Cet été, la plage de la Pointe-Rouge arbore un nouveau visage. Fini les terrasses en bois devant les restaurants. Fini les tables qui grignotent petit à petit l’espace. Cet été, tout le monde a les pieds dans le sable et les tables des restaurants ont été remises au carré, bien rangées, sans débord.
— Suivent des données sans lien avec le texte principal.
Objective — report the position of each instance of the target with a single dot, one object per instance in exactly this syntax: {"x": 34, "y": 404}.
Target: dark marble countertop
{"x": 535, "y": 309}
L’État est passé par là, et a fait appliquer en octobre dernier la loi Littoral, en faisant supprimer toutes les constructions en dur qui empiétaient sur le domaine public léché par les vagues. Un premier lifting avant le grand relooking.

Comme vous le racontait Marsactu l’été dernier, la Ville, qui dispose d’une concession de l’État pour la gestion de la plage, a prévu pour ce bout du littoral un réaménagement complet : allée en bois de châtaigner, terrasses aux structures en acier galvanisé, ombrière en lattes de bois… Parallèlement elle lançait, en juillet dernier, une consultation pour l’attribution de sept lots en sous-concession pour une gestion privée d’une partie de la plage, celle actuellement occupée par les restaurants.
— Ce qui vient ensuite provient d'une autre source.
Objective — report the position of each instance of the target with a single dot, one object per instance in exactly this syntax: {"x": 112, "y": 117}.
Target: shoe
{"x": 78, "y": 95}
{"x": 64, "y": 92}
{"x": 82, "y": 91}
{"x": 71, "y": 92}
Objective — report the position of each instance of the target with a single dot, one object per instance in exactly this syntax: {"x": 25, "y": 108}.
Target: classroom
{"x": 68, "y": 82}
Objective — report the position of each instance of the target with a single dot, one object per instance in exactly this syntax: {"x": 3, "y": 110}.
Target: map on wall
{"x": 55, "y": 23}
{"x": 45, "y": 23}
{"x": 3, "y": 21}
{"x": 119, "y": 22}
Mais, surprise, la mairie a finalement décidé d’annuler cette consultation pour faire voter au prochain conseil municipal, le 25 juin une autre procédure qui rebat les cartes de la privatisation de la plage.
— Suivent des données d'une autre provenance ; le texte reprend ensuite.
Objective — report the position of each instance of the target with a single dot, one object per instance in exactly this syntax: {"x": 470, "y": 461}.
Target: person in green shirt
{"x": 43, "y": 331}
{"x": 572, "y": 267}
Transats, parasols et matelas

Pour justifier cette marche arrière, la Ville invoque dans le rapport soumis au vote deux éléments. L’un d’eux repose sur “l’absence de diversité des offres proposées et une concurrence très insuffisante.” En clair, ni la Ville ni la Direction de la concurrence  et de la répression des fraudes n’ont apprécié de voir uniquement les anciens restaurateurs concourir sur leurs anciens lots.

Or, la mairie considère que l’on mange trop sur la plage de la Pointe-Rouge et verrait bien d’autres activités s’y développer. Le rapport en cite quelques exemples : “location ou vente de produits balnéaires tels que des transats, parasols, matelas de plage, bouées, palmes/ masque/ tubas” ou encore l’“animation de plage (par exemple sportive ou culturelle) pour tout type de public (jeune, adulte)“.

Capture d’écran du “carnet des détails” du projet de réaménagement de la plage de la Pointe Rouge.

“Il y a des gens qui viennent sur la plage pour trouver des services. Que ce soit de restauration, de jeux pour enfants par exemple, ou même de détente. Aujourd’hui, ces gens là s’en vont en dehors de Marseille et dépensent entre 60 et 70 euros par jour dans le Var ou l’est du département”, explique Didier Réault, adjoint à la Ville chargé de la mer et du littoral.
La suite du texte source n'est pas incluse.